My cautious interpretation is that sertraline, whether prescribed by a family practitioner or a psychiatrist, can kick people into a mild hypomania. Some evolutionary talk about winning, about dominance, about alliances and hierarchies with respect to peers and to lovers helps target social effort. Behavior variability increases, clients are reinforced, and "winning" kick them into the hypomania once there are some victories and some alliances.
I mention this possibility because some dysthymic clients do respond poorly to medications. Such people may have genetic traits that are different from the responders. They may also be in the wrong niche for their particular talents and still lose the social and vocational contests. Their Psych Adaptations will continue to be accurate and to indicate a low position on the dominance scale, a position that discourages any of us even with an SSRI platform. There's substantial individual variability in the effects of sertraline or any other medication; however, I no longer believe the variance is entirely within chemistry's domain. Clients need some honest victories, not prattle about their self-esteem.
I sometimes become annoyed with sertraline's being a prescription item; however, some client's sensitivity to it as well as their interpretations of its effects and the interactions between sertraline and environmental options remind me that professional advice is a necessity and that such direction may not always be available from a family doc. The same considerations hold for St. Johnís Wort as well as for caffeine.
Sally lied, skipped school, and complained of physical and mental restlessness; there was a recurring history of mania in her family.
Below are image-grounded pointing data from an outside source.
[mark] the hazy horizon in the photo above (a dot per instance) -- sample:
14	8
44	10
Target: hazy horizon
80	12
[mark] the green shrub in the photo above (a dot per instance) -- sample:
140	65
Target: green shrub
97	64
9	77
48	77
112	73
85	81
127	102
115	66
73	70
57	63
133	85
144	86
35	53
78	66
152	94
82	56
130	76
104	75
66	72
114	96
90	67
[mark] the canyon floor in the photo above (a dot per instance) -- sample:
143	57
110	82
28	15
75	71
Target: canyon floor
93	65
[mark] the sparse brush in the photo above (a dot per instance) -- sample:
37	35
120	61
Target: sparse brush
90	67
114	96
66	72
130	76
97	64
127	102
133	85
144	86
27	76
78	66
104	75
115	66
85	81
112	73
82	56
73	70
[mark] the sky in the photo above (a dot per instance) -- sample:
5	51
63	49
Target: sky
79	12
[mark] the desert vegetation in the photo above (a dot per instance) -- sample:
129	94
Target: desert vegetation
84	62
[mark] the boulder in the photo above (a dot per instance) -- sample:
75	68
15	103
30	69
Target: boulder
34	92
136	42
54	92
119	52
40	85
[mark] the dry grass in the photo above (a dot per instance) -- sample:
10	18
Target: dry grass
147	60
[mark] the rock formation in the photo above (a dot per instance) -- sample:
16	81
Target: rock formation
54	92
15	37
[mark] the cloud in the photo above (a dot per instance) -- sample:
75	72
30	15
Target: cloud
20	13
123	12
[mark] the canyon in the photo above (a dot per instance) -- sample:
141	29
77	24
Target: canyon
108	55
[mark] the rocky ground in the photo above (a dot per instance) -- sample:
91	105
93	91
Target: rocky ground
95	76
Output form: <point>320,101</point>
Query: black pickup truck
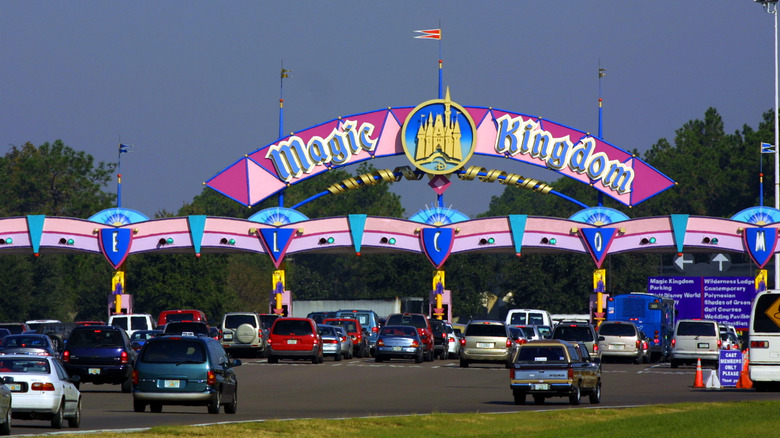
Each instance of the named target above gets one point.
<point>554,368</point>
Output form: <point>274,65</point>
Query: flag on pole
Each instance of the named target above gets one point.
<point>429,34</point>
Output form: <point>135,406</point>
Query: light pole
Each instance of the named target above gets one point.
<point>770,6</point>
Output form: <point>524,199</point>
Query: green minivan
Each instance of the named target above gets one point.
<point>184,370</point>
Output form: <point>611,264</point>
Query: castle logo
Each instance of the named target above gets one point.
<point>439,136</point>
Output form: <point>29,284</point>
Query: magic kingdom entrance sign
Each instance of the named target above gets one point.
<point>439,137</point>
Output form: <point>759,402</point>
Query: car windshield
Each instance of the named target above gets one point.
<point>399,330</point>
<point>573,333</point>
<point>494,330</point>
<point>536,354</point>
<point>617,330</point>
<point>694,328</point>
<point>233,321</point>
<point>24,342</point>
<point>95,338</point>
<point>174,351</point>
<point>21,365</point>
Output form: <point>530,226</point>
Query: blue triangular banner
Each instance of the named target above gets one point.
<point>437,244</point>
<point>115,244</point>
<point>357,223</point>
<point>679,227</point>
<point>598,240</point>
<point>760,244</point>
<point>276,241</point>
<point>35,227</point>
<point>517,225</point>
<point>197,226</point>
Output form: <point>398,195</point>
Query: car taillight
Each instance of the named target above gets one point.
<point>38,386</point>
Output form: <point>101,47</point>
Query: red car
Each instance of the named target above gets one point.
<point>294,338</point>
<point>421,323</point>
<point>355,331</point>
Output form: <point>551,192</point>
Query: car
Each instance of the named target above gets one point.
<point>623,340</point>
<point>398,342</point>
<point>16,328</point>
<point>695,339</point>
<point>368,319</point>
<point>440,341</point>
<point>32,344</point>
<point>139,337</point>
<point>41,390</point>
<point>331,341</point>
<point>294,338</point>
<point>555,368</point>
<point>453,342</point>
<point>487,341</point>
<point>100,355</point>
<point>347,347</point>
<point>579,331</point>
<point>131,322</point>
<point>243,333</point>
<point>423,326</point>
<point>187,371</point>
<point>358,335</point>
<point>186,328</point>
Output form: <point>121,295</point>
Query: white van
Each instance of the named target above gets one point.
<point>764,330</point>
<point>529,317</point>
<point>132,322</point>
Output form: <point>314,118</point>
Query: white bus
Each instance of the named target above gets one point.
<point>764,331</point>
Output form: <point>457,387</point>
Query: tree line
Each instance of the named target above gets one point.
<point>717,175</point>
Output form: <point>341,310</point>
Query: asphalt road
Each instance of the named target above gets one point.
<point>361,387</point>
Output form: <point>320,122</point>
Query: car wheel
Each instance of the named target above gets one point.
<point>595,395</point>
<point>519,397</point>
<point>574,397</point>
<point>75,421</point>
<point>5,429</point>
<point>127,386</point>
<point>232,407</point>
<point>56,420</point>
<point>215,402</point>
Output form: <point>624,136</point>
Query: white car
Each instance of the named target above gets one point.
<point>41,390</point>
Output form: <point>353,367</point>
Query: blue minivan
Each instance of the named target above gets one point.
<point>185,371</point>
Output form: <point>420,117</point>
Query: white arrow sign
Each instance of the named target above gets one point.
<point>682,260</point>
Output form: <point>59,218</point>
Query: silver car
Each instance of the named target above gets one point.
<point>331,341</point>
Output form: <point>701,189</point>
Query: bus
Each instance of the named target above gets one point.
<point>764,332</point>
<point>652,314</point>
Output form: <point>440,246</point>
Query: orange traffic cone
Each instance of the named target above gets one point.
<point>699,382</point>
<point>744,376</point>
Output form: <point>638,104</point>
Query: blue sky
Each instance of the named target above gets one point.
<point>194,85</point>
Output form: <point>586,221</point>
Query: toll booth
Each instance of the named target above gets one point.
<point>125,307</point>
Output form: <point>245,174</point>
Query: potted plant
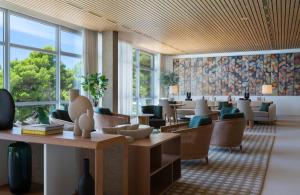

Her parents were struck by her apparent lack of "remorse" after each of her incidents. She agreed to take a quarter mg of risperidone twice a day and began eating every chance she got. She was sleepy but accurately performed tasks and school work. She quit lying to her parents and started doing homework so that she could graduate with the rest of her class. She seemed less resentful when accepting the word "No."
However, she became embarrassed and annoyed that she started to cry when discussing personal problems; annoyed that she talked with another female about social difficulties rather than with a guy.
I cautioned her that her largest challenge would be her comfort level with being contrite rather than hostile and annoyed, with her accepting the relatively new sensation of remorse instead of labeling it a weakness as she had for easily a decade. Manics often don't care for feeling weak; she may not either. The choice is hers both now and in her future. Meanwhile, the rest of us have to consider the notion of reducing someone's self-esteem -- a reversal of predominant psychiatric-social thinking for 15 years -- for their future social gains.